The fungus thrives in warm, dry environments and has been called valley fever because 97 percent of cases are found in Arizona and California. But infections have begun to appear in other parts of the country, and experts fear that by 2100 it could be in 17 states.
Its increase occurs in the background increased fear of fungal outbreaksafter the popular HBO apocalyptic show The Last of Us, which shows a fungus that turns victims into zombies.
The Last of Us follows smuggler Joel (right) who accompanies teenager Ellie (left) through Boston, Massachusetts, USA, as a fungus spreads across the world
The Last of Us is set in a world where a fungus is spreading that turns victims into zombies called “clickers” (pictured)

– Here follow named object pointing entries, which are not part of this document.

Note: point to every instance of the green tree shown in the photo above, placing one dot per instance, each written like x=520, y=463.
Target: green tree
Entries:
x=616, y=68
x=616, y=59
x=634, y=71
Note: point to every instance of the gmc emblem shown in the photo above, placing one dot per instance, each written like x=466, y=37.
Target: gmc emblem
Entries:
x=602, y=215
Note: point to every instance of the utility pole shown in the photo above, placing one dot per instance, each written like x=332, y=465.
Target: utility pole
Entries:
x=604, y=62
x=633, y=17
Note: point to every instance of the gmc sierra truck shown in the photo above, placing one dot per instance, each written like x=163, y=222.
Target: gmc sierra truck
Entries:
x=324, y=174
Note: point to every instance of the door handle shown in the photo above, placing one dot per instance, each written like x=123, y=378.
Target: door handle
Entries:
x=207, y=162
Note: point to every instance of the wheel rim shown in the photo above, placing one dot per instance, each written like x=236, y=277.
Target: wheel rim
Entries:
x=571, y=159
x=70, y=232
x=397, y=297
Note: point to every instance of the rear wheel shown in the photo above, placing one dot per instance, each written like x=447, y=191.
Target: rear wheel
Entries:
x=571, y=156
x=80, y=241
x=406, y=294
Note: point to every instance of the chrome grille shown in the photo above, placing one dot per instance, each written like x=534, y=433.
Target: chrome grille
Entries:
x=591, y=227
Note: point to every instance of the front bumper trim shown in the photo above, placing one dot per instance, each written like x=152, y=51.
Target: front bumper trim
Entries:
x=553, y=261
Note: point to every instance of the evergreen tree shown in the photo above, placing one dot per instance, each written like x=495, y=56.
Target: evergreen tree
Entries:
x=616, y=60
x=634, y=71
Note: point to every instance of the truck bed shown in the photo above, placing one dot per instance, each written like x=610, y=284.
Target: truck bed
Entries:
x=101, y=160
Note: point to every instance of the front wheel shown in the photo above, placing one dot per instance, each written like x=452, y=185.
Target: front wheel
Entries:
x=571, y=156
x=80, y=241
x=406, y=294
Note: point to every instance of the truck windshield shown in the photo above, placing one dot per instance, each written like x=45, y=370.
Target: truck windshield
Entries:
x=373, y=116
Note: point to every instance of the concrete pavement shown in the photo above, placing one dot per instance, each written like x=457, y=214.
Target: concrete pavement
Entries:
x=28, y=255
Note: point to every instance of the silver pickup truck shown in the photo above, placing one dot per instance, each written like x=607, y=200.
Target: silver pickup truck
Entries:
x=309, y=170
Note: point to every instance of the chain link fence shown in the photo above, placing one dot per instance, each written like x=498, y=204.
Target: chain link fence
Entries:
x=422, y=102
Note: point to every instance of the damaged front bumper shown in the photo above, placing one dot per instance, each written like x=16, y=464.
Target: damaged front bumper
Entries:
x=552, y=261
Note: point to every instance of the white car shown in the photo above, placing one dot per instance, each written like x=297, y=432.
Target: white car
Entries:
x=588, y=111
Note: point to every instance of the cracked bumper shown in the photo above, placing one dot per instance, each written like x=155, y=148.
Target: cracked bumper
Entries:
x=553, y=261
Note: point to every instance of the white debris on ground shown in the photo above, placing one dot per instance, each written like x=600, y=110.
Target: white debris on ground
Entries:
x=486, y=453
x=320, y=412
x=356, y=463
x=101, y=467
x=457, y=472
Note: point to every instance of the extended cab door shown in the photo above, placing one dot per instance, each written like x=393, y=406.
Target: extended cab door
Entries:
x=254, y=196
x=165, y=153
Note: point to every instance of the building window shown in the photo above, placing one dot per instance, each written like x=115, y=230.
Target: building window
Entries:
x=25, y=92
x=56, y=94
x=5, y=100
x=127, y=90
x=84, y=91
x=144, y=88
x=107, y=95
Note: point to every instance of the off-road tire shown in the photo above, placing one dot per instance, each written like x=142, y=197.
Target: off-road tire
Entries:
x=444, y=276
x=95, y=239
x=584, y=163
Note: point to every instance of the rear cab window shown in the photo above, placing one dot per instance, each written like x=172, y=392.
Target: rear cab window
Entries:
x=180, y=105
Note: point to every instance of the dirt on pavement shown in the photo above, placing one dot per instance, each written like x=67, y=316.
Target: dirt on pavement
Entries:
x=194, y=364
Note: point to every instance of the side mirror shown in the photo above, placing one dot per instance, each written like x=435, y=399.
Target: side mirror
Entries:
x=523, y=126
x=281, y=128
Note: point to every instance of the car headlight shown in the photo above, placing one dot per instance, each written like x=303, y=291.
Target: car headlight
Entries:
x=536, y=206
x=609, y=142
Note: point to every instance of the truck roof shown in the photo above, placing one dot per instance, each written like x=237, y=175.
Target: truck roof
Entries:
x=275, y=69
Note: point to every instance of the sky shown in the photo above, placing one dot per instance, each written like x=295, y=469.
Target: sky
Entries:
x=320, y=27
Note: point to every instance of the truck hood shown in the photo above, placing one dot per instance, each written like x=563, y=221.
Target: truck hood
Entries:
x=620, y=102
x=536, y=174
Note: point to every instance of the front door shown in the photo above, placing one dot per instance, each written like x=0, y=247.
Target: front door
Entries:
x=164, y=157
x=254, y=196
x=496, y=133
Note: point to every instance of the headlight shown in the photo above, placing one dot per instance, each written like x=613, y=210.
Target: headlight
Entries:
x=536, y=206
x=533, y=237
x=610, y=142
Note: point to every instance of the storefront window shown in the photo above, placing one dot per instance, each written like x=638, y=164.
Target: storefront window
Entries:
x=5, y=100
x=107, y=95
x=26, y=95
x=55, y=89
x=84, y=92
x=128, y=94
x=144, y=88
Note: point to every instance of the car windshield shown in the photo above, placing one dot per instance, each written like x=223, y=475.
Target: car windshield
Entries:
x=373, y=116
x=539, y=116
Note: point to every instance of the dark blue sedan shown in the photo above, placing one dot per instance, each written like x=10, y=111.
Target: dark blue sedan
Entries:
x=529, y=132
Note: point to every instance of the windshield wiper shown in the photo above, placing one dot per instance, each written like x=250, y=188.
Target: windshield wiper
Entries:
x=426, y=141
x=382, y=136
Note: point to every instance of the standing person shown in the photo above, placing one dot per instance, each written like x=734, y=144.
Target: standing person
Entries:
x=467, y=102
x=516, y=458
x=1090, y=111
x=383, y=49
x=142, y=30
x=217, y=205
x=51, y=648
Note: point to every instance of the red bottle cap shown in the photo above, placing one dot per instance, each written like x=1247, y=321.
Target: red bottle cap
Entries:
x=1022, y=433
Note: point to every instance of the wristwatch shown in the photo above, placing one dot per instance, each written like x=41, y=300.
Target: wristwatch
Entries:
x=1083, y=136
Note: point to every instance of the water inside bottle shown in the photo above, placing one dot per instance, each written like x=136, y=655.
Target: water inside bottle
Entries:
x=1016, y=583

Although valley fever cannot turn a host into a zombie, it can seriously harm some sufferers and kill one in 100 of those infected.
Coccidioidomycosis, or cocci, comes from a fungus that grows in the soil in parts of California and the southwestern United States.
The spore of the fungus rises into the air when the soil is disturbed by wind or digging.
When a person or animal inhales the wounds, the fungus infects the lungs.
Most infections are mild and resolve on their own within days or weeks.
Most people with a mild yeast infection don’t realize it because its symptoms — fatigue, cough, fever, muscle aches, and shortness of breath — mimic those of a respiratory viral infection.
Other symptoms include night sweats, joint pain, and a red rash, usually on the legs, but sometimes on the chest, arms, and back.
But up to ten percent of cases become severe, and recovery takes months.
In these cases, known as disseminated coccidioidomycosis, the disease can spread through the blood to other parts of the body, including the brain, skin, and liver. If it infects the membranes and fluid around the brain, it can cause meningitis.
According to the Centers for Disease Control and Prevention (CDC), about 20,000 cases of valley fever were reported in 2019.
This is likely an underestimate, the report says, because Valley fever is often misdiagnosed because doctors don’t know enough about it, so patients aren’t even tested for the fever.
About one in 100 people with valley fever die from it each year.
The fungus is endemic to desert parts of the Southwest, and 97 percent of all American cases are found in Arizona and California.
But study in the journal GeoHealth predicted that due to climate change, the endemic region of the fungus would spread northward to include arid western states such as Idaho, Wyoming, Montana, Nebraska, South Dakota, and North Dakota.
With strong warming, this would mean that by 2100, the number of affected states could rise from 12 to 17, and the number of cases could increase by 50 percent.
Valley fever is already difficult to treat, and there is no vaccine against it. Patients may have to take antifungal drugs for months and endure unpleasant side effects such as hair loss and peeling skin.
Scientists have been trying to develop a vaccine against valley fever for decades, but a vaccine tested on humans in the 1980s did not work.
Over the past few years, scientists at the University of Arizona College of Medicine in Tucson have created a vaccine that works in dogs that are also at risk of valley fever.
The USDA may approve a vaccine for dogs by early 2024, which would be the first vaccine to protect against a fungal infection in humans and animals in America.